If you are a pet owner and you moved in the UK then you must know what a struggle it is to find a property that accepts you and your pet. Basically Letting Agencies and landlords are hesitant to let pets inside their properties and this happens mostly because they consider pets to be disorderly, capable of destroying the house (considering that bouth houses and flats are available unfurnished this is not always the case) and noisy (leading to complaints from neighbours) while others simply fail to understand the bond between humans and pets. This is why they add a ‘No Pets’ clause to the tenancy agreement.
In 2019 it was estimated that 40% of households had pets and still only 7% of the landlords currently advertise homes that will take pets in consideration, and those who do allow a furry friend, will request a secondary security deposit (between 20£ and 40£).
If you already moved with your pet in the UK prior to finding a suitable place, you are forced to either give your pet to a friend or to adoption, which is not easy at all. The best thing to do to not end up in this situation is to give yourself plenty of time (it can take up months) to find a pet-friendly property before moving out of your current home. Lets With Pets includes a few websites and online agencies that have a pet-friendly filter and can help you find a suitable place for you and your animal companion.
But there are some good news. The UK Government is planning to update the official tenancy agreement used by Letting Agencies to encourage landlords to accept tenants with pets and to make it easier for pet owners renting a property. According to thenegociator.co.uk, the current rental contract says tenants must not keep any pets at a property without the prior written consent of the landlord but prevents landlords operating a blanket pet ban and requires them to turn down requests only ‘with good reason’, that a large dog would be likely to damage property.
Housing secretary Robert Jenrick said the model contract would now be revised to encourage more landlords to make room for responsible pet owners and that the rules will be amended to ensure the properties are protected from damage by badly-behaved pets.
Refusal of landlords to allow pets is a common reason for cats and dogs being given up to animal shelters. We would consult with tenants and both social and private landlords so that tenants can keep pets as a default unless there is evidence that the animal is causing a nuisance, or its welfare is compromised. – Labour
“Pets bring a huge amount of joy and comfort to people’s lives, helping their owner’s through difficult times and improving their mental and physical wellbeing. We will be listening to tenants and landlords to see what more we can do to tackle this issue in a way that is fair to both. This is part of this new government’s mission to improve life for tenants, recognising that more are renting and for longer in life” said Robert Jenrick. A revised model tenancy agreement will be published by the government later this year.

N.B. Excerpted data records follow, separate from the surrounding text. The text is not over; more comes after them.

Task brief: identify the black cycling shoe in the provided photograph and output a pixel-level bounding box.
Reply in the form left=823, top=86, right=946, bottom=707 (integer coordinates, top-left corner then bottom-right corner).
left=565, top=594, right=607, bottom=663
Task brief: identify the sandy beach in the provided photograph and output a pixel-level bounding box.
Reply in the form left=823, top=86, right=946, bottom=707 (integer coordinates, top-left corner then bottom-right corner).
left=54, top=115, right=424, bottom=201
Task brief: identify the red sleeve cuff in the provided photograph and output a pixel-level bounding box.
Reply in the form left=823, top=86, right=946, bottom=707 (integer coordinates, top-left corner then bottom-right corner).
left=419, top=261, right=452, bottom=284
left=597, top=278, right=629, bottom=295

In the meantime, if you are struggling to find a property to rent with your pet, you can do a few things:
- Ask your former landlord for a reference to prove that your pet has been well behaved and caused no issues at the property.
- Most rental contracts are Assured Shorthold Tenancy agreements and can be amended to suit both parties before you sign. You could suggest things such as: an agreement that you will cover the costs of a professional clean of the property, or that you will allow regular inspections of the property during the course of the tenancy or even suggest paying a bigger deposit to cover potential costs of damage caused by your pet.

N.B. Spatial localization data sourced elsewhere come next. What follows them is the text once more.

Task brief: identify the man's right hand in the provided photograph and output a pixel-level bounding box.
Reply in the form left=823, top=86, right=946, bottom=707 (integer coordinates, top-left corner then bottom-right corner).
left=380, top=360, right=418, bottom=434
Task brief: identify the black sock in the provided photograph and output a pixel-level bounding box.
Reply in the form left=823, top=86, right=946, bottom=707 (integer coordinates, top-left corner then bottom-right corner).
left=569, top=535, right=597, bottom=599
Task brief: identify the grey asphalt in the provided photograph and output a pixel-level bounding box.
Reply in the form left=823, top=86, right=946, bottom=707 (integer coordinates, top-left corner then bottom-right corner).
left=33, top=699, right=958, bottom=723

- Pay a slightly higher rent.
- Introduce your pet to the landlord to see how your animal interacts with strangers and how well behaved he is.

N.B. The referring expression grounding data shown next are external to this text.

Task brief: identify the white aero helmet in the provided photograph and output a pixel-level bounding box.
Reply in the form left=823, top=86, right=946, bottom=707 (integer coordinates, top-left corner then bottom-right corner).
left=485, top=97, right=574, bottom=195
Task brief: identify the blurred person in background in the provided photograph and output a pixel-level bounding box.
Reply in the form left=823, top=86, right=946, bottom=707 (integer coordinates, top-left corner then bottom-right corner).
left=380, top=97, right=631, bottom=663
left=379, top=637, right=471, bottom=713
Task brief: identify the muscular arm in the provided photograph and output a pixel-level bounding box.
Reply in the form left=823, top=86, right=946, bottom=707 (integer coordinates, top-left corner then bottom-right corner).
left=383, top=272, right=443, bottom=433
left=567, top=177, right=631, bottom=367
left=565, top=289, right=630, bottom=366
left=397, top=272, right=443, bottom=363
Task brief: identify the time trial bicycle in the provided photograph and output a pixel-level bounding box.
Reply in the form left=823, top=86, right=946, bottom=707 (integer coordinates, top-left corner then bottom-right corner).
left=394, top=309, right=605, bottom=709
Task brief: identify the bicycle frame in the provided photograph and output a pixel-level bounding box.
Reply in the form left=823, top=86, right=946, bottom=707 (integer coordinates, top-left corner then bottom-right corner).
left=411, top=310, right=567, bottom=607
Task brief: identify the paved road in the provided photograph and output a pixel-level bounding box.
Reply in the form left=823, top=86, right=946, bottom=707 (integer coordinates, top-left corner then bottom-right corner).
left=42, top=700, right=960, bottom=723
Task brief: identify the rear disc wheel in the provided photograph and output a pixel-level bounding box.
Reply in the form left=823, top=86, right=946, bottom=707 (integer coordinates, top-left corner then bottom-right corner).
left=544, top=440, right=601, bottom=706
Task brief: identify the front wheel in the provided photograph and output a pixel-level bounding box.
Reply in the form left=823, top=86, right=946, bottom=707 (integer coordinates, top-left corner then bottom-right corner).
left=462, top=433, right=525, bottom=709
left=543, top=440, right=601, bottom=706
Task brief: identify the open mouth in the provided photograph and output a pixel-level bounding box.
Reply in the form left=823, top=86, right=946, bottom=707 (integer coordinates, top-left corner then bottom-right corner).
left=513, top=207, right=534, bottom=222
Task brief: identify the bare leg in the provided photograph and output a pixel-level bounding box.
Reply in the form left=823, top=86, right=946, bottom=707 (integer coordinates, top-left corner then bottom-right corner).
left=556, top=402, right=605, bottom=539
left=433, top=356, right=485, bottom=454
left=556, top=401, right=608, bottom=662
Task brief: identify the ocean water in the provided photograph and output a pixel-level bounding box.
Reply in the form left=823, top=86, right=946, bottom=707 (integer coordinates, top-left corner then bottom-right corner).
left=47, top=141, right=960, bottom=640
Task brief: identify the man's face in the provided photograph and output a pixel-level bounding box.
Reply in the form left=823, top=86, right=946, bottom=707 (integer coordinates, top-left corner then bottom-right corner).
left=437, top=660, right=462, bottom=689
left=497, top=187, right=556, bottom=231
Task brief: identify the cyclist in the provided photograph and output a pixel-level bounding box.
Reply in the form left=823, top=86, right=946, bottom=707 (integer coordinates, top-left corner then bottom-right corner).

- Once you have permission for a pet, ensure that the terms are written into your contract to prevent future misunderstandings.
From my personal experience, the main reason why landlords do not want dogs in the property they are letting is because of the noise, especially barking, because most of the times it can lead to complaints from the neighbours so it is quite difficult to find a flat in a property to rent alongside your dog companion. Pet smells are another concern as they can leave a lingering odour in a property that can only be removed with a professional cleaning. Most UK properties use carpets as the most popular floor covering and they require a bit of effort to clean.
Now let’s mension some of the positive aspects why landlords should allow tenants with pets. According to ‘Pet Friendly Rentals’ by not accepting pet owners, Letting Agents are decreasing their potential market by 50% (there are 78% pet owners in the UK according to a recent survey by the Dogs Trust). Secondly, pet owners are long-term tenants due to the fact that it is so difficult at the moment to find a pet-friendly property and lastly, dogs can be a good form of security so they will add extra protection to any location.